Relatively new to the sourdough game, have a homemade starter that‘s about 2.5 months old and has been used around once a week – mostly for making Pizza, last week some bagels, now this loaf of bread.
I haven‘t degassed the dough at any point, which probably resulted in some air bubbles growing too big – in the future I would love to see a more evenly distributed airy crumb.
I looked up a recipe online, then used much more starter to speed up the process (low RT) and lower hydration because of using a different flour and previous experiences w/ pizza doughs. Here is the ingredients and process I ended up with:
- 330g levain w/ 80% hydration AP flour
- 367g mix of tipo 00 and tipo 1 flour
- 240ml/g lukewarm water (final hydration 70%)
- 12g salt
the night before, I took 35g of starter and fed with a 1:5:4 ratio (room temperature at night around 19-20 degree Celsius)
the morning of, I combined flour and water in a bowl to form an autolyse
after 30mins autolyse, I added the levain and kneaded (squeezing hand motion) for about 10mins
added salt, kneaded for 2 more mins – dough changed texture and held together in one pice when lifting
rest 30 mins, then coil fold
two more rounds of rest + coil fold
rest for 2 hours, then laminated (this was by mistake, like „oh damn I forgot the laminating, which I wanted to do instead of the last coil fold“)
rest for 4-6 hours, then final lamination and seam side up into a bowl covered with a linen kitchen towel covered by flour, then covered the bowl with a lid
after 30-60 mins of final proofing, I placed my dutch oven in the oven and preheated to max (250C)

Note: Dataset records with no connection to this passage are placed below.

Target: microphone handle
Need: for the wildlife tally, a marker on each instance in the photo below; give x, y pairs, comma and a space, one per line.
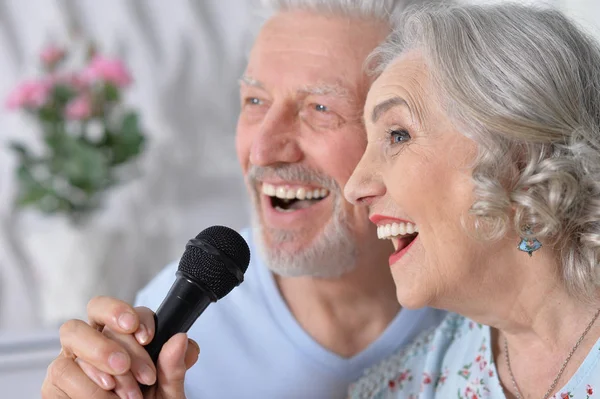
184, 303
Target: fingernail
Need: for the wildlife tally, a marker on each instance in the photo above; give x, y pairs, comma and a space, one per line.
146, 375
194, 344
118, 362
127, 321
106, 383
134, 395
142, 335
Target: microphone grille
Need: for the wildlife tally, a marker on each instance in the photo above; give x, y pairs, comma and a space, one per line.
209, 269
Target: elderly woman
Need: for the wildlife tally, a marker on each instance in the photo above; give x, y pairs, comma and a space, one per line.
483, 169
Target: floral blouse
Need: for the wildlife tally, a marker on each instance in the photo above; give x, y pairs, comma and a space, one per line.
455, 361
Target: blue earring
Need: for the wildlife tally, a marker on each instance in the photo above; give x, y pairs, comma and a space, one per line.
529, 245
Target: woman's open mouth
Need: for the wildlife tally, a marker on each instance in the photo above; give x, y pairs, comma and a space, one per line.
402, 234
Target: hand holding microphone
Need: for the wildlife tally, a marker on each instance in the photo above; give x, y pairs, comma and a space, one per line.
212, 265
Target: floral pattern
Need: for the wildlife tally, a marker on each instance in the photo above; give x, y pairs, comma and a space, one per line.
455, 361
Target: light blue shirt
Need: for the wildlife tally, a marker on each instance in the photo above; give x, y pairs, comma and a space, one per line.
456, 361
253, 347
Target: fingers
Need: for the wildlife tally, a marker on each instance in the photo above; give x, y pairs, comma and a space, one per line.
145, 331
81, 340
105, 311
141, 364
192, 353
106, 381
171, 367
65, 379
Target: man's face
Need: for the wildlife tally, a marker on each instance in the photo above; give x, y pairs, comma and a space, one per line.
299, 137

after 30mins preheating, I took off the lid from the dough, placed parchment paper on top of it and flipped the bowl to get the dough out. Then took a sharp knife to score the dough. Took out the dutch oven, placed the dough in it, closed it, back in the oven and reduced to 200C (recipe called for higher temperature, but our oven tends to burn things when I just go by recipes temp and duration).
after 30mins bake at 200C, I removed the lid and baked for another 12-15mins
removed the bread and placed on a cooling rack, sliced it open after 30mins of cooling
Note: we don‘t have bread flour in Germany, as we categorize flour differently, and there‘s not really high protein options, so I always order Italian flour online due to its higher protein content / W value / strength. In this recipe I have used 306g tipo 00 flour 13% protein + 60g tipo 1 flour w/ 15% protein.
I plan to use Uniqua Yellow in the future, as it‘s tipo 1 with a medium-high protein content, which I assume is more close to bread flour.